Wirecard Linked To Mafia Money Laundering
Scandal-plagued German FinTech pioneer Wirecard counted
among its payments processing clients an online casino that laundered money for
an arm of “one of Europe’s most dangerous mafia organizations,” the Financial
Times reported on Monday (August 3).
The paper cited documents and “Italian legal sources” in its
story about the organized crime syndicate ’Ndrangheta and CenturionBet, an
online gaming company based in Malta.
The Financial Times reported that Wirecard’s relationship
with CenturionBet ended in 2017, “when its gambling license was suspended by
Maltese authorities and it ceased trading after an anti-mafia raid that saw 68
people arrested.” The FT added: “Since then, more than 30 people have been
sentenced for mafia-related crimes linked to the case.”
Wirecard declined to comment for the FT article. It is
unclear whether the bank knew its services were being used to skirt anti-money
laundering regulations, the paper reported.
Leading up to June of this year, Wirecard was a darling with
investors, trading at more than 100 euros per share.
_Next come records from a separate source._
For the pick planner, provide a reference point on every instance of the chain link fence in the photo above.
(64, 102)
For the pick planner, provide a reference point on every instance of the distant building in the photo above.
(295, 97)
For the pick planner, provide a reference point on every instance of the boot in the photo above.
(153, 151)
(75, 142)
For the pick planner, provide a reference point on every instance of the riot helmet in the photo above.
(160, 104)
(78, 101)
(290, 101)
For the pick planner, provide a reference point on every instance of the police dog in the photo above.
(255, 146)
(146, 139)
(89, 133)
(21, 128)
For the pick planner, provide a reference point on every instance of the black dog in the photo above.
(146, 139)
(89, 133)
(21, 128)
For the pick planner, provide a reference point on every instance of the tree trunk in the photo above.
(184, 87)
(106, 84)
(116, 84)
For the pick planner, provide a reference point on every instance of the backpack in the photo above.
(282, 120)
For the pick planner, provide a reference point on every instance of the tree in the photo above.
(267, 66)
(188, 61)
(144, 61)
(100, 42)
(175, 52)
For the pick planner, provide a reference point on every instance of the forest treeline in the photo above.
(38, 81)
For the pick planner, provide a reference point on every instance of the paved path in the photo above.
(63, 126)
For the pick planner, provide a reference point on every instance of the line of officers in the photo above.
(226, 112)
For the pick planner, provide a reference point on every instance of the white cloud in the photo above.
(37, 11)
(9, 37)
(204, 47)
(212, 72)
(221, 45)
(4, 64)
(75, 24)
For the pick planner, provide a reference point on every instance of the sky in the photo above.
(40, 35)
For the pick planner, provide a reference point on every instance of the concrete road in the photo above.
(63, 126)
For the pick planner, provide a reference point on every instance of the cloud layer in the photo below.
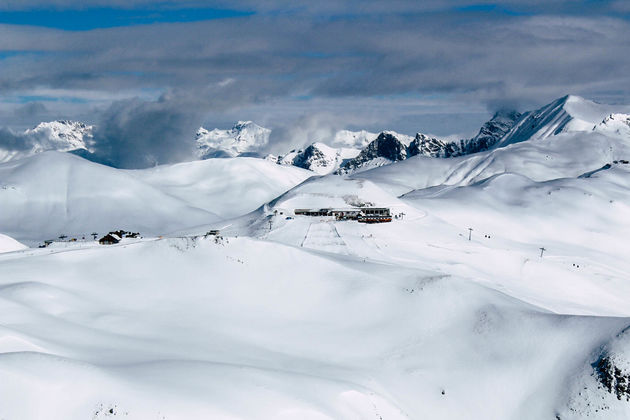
(160, 81)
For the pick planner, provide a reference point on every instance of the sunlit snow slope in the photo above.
(52, 194)
(500, 290)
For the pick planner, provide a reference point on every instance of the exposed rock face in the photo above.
(615, 380)
(390, 147)
(243, 139)
(387, 146)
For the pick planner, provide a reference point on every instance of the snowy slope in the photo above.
(288, 316)
(388, 147)
(8, 244)
(61, 136)
(565, 115)
(352, 139)
(243, 137)
(319, 158)
(194, 329)
(55, 193)
(226, 187)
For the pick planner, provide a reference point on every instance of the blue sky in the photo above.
(104, 17)
(434, 66)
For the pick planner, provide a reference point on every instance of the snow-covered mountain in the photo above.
(392, 147)
(53, 193)
(352, 139)
(498, 291)
(62, 136)
(388, 147)
(245, 137)
(317, 157)
(565, 115)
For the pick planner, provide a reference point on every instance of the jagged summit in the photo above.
(244, 137)
(388, 147)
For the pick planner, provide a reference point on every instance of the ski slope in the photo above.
(499, 291)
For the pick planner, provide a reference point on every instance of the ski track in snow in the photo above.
(296, 317)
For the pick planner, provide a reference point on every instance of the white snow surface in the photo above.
(8, 244)
(449, 311)
(61, 136)
(243, 137)
(53, 193)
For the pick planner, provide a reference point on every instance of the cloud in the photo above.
(299, 133)
(138, 134)
(349, 53)
(30, 110)
(14, 142)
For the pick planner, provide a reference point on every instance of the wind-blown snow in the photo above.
(8, 244)
(499, 290)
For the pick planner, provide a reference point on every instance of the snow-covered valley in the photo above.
(500, 289)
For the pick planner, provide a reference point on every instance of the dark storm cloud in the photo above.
(519, 54)
(138, 134)
(30, 110)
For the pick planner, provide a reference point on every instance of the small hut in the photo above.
(109, 239)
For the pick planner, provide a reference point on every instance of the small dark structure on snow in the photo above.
(363, 215)
(109, 239)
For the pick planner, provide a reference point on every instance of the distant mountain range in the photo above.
(351, 151)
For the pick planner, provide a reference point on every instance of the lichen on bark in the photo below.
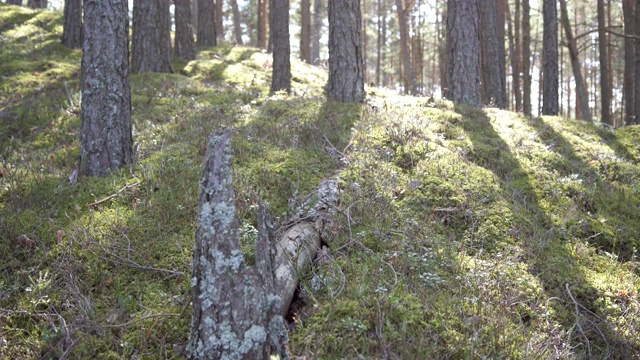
(236, 311)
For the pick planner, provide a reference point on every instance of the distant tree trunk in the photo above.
(305, 31)
(550, 58)
(516, 56)
(492, 60)
(281, 79)
(526, 58)
(604, 67)
(378, 42)
(463, 68)
(72, 28)
(346, 66)
(262, 24)
(315, 32)
(105, 131)
(184, 44)
(219, 22)
(628, 8)
(236, 310)
(151, 43)
(37, 4)
(408, 75)
(237, 26)
(575, 63)
(206, 23)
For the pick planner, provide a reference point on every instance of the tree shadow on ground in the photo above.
(548, 253)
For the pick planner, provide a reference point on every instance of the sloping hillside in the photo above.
(461, 233)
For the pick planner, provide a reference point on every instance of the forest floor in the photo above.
(461, 232)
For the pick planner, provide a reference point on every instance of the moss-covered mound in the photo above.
(462, 233)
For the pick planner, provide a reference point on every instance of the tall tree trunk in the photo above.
(206, 30)
(346, 66)
(550, 58)
(604, 68)
(151, 43)
(517, 56)
(628, 8)
(526, 58)
(106, 140)
(262, 24)
(281, 77)
(237, 26)
(72, 28)
(37, 4)
(492, 60)
(219, 21)
(575, 63)
(316, 29)
(463, 68)
(408, 74)
(236, 310)
(184, 44)
(305, 31)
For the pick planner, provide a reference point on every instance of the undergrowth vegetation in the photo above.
(461, 233)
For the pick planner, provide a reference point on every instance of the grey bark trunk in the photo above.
(105, 130)
(575, 63)
(315, 32)
(262, 24)
(346, 66)
(550, 58)
(281, 76)
(151, 43)
(408, 76)
(206, 30)
(305, 31)
(526, 58)
(605, 89)
(237, 26)
(629, 61)
(184, 44)
(219, 22)
(493, 77)
(463, 68)
(72, 28)
(236, 311)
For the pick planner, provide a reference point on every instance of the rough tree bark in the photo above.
(408, 75)
(237, 26)
(105, 131)
(575, 63)
(605, 89)
(281, 75)
(463, 68)
(628, 8)
(206, 30)
(262, 24)
(151, 43)
(315, 32)
(550, 58)
(492, 59)
(346, 66)
(72, 28)
(219, 23)
(236, 310)
(305, 31)
(184, 44)
(526, 58)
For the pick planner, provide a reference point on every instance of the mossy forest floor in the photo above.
(462, 233)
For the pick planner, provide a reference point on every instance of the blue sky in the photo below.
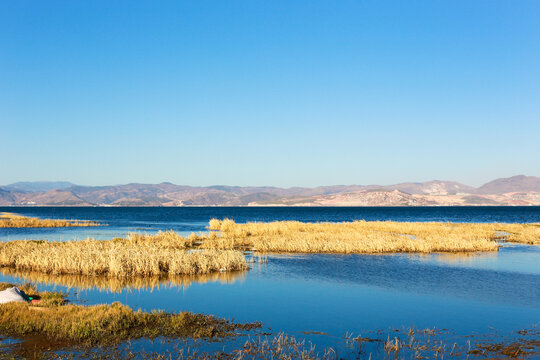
(277, 93)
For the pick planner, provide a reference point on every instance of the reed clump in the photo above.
(10, 220)
(138, 255)
(365, 236)
(106, 324)
(116, 284)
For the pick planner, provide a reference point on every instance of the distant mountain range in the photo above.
(516, 190)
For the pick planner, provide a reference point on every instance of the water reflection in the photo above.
(119, 284)
(458, 259)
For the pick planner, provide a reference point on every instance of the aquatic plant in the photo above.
(102, 324)
(10, 220)
(116, 284)
(137, 255)
(351, 237)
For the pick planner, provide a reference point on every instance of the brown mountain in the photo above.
(517, 190)
(519, 183)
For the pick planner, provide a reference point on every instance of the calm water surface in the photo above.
(334, 294)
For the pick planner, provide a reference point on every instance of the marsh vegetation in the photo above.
(369, 237)
(104, 324)
(10, 220)
(165, 253)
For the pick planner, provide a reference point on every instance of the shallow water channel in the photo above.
(334, 295)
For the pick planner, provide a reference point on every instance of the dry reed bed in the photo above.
(117, 284)
(103, 324)
(10, 220)
(137, 255)
(364, 237)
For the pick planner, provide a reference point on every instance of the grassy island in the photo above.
(369, 237)
(104, 324)
(10, 220)
(165, 253)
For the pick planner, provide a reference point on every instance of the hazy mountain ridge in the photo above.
(516, 190)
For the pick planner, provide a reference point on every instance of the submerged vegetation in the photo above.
(165, 253)
(365, 236)
(116, 284)
(105, 324)
(10, 220)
Then the company admitted
that more than $1 billion in assets probably didn’t exist and filed for
bankruptcy. The stock crashed to around 2 euros per share.
On June 18, Founder Markus Braun resigned. A week later,
Braun was arrested in Germany and released on €5 million bail. He is charged
with fraudulently inflating earnings.
According to the Financial Times, the ’Ndrangheta group,
from Southern Italy, engages in murder, extortion, money laundering and
large-scale drug smuggling, and has collaborated in its work with Central
American drug cartels. The European police network Europol says ‘Ndrangheta is
also involved in trafficking illegal firearms.
‘Ndrangheta operates from the Calabria region in Southern
Italy. Calabria, only a few miles by water from Sicily, is poorer than much of
Italy, and occupies what would be the toe if Italy were a boot.